L'impression du goût


« Définition du goût.
Le goût est celui de nos sens qui nous met en relation avec les corps sapides, au moyen de la sensation qu’ils causent dans l’organe destiné à les apprécier.
Le goût peut se considérer sous trois rapports : dans l’homme physique, c’est l’appareil au moyen duquel il apprécie les saveurs ; considéré dans l’homme moral, c’est la sensation qu’excite, au centre commun, l’organe impressionné par un corps savoureux ; enfin, considéré dans sa cause matérielle, le goût est la propriété qu’a un corps d’impressionner l’organe et de faire naître la sensation. » Jean Anthelme Brillat-Savarin


Les aliments ont une hiérarchie émotionnelle et une hiérarchie sociale. La place que chaque aliment occupe dans l’échelle de valeurs varie selon l’époque historique, et le niveau social, elle est tout à fait subjective et fait partie des mœurs et des conceptions culturelles préalables.

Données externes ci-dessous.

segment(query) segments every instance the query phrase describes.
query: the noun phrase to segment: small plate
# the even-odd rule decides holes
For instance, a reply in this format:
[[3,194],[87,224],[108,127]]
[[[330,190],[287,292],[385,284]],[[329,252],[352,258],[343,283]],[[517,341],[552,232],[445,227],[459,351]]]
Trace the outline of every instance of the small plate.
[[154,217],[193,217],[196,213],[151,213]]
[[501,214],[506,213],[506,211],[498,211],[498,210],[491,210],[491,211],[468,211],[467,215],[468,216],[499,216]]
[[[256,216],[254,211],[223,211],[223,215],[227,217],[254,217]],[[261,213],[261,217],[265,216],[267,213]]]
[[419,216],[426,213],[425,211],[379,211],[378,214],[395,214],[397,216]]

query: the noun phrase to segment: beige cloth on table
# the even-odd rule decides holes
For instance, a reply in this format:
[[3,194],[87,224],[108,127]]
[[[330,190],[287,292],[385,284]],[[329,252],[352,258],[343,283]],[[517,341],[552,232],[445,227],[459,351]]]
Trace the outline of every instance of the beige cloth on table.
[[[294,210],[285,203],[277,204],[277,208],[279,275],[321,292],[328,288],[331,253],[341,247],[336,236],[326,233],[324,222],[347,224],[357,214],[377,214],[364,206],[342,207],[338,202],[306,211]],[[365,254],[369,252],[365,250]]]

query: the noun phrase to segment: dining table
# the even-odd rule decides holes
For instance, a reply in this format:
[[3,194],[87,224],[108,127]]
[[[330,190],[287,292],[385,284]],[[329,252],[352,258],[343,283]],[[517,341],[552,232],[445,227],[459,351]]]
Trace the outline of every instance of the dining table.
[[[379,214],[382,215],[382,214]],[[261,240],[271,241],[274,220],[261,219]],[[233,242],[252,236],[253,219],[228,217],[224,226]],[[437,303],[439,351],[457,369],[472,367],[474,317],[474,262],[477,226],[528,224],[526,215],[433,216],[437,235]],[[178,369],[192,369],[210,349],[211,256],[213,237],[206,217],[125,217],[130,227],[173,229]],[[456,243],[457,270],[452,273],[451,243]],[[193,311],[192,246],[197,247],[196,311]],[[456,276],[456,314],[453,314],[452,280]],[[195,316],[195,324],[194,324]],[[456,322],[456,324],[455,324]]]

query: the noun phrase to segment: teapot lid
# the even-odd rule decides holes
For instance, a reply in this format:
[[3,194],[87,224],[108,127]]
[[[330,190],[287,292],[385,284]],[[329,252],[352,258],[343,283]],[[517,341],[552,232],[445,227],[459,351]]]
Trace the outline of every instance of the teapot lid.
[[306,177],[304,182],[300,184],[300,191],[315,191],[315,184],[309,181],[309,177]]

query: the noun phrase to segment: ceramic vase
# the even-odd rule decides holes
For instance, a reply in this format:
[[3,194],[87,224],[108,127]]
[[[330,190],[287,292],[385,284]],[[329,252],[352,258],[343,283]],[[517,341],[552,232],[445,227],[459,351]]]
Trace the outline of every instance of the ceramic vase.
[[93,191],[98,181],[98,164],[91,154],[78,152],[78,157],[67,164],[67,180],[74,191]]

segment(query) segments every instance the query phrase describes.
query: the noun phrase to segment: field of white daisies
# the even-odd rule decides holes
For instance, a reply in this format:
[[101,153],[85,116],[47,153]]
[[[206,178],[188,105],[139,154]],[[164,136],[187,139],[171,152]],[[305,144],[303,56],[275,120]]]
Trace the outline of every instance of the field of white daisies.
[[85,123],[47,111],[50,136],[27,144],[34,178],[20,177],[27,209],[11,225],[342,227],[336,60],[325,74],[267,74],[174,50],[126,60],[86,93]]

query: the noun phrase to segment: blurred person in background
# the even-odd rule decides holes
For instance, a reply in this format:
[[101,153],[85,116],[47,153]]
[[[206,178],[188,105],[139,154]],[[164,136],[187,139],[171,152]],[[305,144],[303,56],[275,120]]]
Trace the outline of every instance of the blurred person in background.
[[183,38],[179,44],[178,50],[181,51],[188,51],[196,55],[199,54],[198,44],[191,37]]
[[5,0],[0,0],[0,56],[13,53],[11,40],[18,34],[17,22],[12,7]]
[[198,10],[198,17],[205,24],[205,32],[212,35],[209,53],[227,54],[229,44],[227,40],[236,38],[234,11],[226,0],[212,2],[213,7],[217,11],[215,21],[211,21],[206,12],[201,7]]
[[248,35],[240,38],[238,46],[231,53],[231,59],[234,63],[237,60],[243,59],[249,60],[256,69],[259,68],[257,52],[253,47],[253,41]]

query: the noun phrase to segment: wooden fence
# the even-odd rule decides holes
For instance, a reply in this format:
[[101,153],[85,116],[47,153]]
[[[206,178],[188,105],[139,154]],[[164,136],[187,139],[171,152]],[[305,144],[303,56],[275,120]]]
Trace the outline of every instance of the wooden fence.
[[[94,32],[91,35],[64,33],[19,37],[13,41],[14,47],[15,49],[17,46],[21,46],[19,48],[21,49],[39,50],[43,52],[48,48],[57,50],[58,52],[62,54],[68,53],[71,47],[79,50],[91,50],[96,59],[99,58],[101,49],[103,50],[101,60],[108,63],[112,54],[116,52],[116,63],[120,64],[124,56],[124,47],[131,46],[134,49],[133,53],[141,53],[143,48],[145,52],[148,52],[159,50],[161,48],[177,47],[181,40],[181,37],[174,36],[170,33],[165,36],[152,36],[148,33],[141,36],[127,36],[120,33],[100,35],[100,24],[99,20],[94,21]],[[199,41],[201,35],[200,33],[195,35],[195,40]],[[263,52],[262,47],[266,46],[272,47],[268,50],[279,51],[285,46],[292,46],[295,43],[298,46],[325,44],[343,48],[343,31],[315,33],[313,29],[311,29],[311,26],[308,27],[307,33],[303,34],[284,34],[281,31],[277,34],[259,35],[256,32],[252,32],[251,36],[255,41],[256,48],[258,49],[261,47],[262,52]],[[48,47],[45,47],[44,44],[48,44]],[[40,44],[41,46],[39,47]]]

Ces conceptions culturelles et émotionnelles intégrées aux aliments dépendent également de la subjectivité du convive construite par ses expériences individuelles particulières. 
  
La littérature française nous offre un exemple iconique d'introspection emotionnelle prouvant la subjectivité du développement goût. La délicatesse d’une madeleine trempée dans une tasse de thé provoque un extraordinaire mouvement émotif dans l’esprit de l’auteur.  Une manifestation turbulente difficile à expliquer se déclenche dans l’expérience d’une seconde.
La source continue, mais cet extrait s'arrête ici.